Man sollte auch mal darüber nachdenken, dass es Menschen gibt, die solche Maßnahmen freiwillig machen. Arbeit gibt nämlich Gelegenheit, aus der Isolation herauszukommen und andere Menschen kennenzulernen.
Wenn man für Hartz-IV-Empfänger endlich den Grundsicherungssatz auf das sogenannte "soziokulturelle Minimum" aufstocken würde, könnten die HIV-Empf. auch endlich wieder am gesellschaftlichen Leben ausreichend teilnehmen. Kneipenbesuche, Kinobesuche, Musikfestivals besuchen... All das ist ja aufgrund der Geldknappheit eben nicht mehr möglich.

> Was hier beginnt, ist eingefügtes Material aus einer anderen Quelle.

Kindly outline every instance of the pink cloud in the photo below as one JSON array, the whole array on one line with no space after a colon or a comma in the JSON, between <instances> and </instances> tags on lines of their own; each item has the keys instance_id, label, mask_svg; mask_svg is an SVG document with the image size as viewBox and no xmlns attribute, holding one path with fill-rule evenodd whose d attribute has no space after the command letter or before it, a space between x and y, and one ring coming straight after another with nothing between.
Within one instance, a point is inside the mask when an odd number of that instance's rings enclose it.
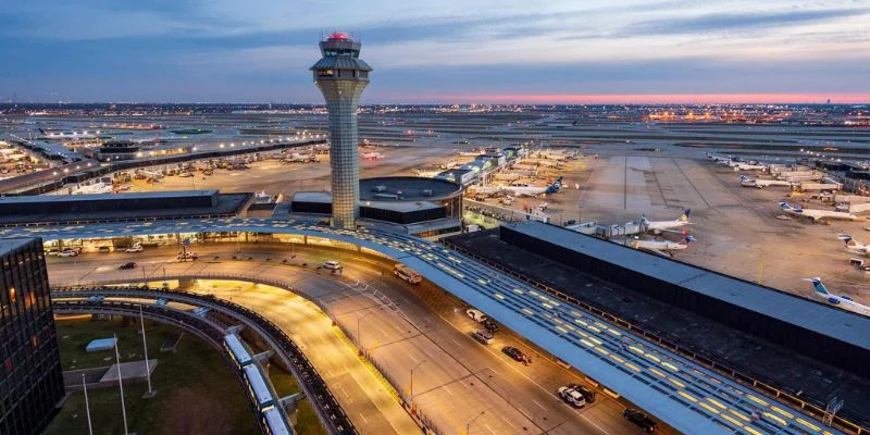
<instances>
[{"instance_id":1,"label":"pink cloud","mask_svg":"<svg viewBox=\"0 0 870 435\"><path fill-rule=\"evenodd\" d=\"M445 103L522 104L655 104L655 103L867 103L870 94L518 94L518 95L430 95L425 101Z\"/></svg>"}]
</instances>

Dann würde sich das doch eher reaktionäre Mantra "Arbeit ist gut, weil man dann wieder unter Leute kommt" automatisch erledigen. Sind wir doch ehrlich: Durch die Lohnarbeit kommt man mit vielen Menschen zwangsweise als Arbeitskollegen in Kontakt, mit denen man seine Freizeit freiwillig nicht gerne verbringen würde. Der "soziale Umgang" ist an der Arbeitsstelle keine selbstbestimmte Wahl der Freunde und des sozialen Umfelds, sondern wird ja vom Arbeitgeber durch dessen Einstellungsentscheidungen diktiert. Der Arbeitgeber fordert: "Du MUSST mit deinen "Kollegen" dich verstehen. Streit, der ja im persönlichen Bereich folgenlos bleibt, wird dort unterdrückt, weil es die Arbeitsproduktivität (also Profitmaximierung) hemmt und vermindert. Ja, man wird sogar als "teamunfähig" gebrandmarkt, wenn man zum Ausdruck birngt, dass man z.B. einen Arbeitskollegen nicht leiden kann. => Existenzentzug in Form von Kündigung steht dann ausgesprochen oder unausgesprochen im Raum.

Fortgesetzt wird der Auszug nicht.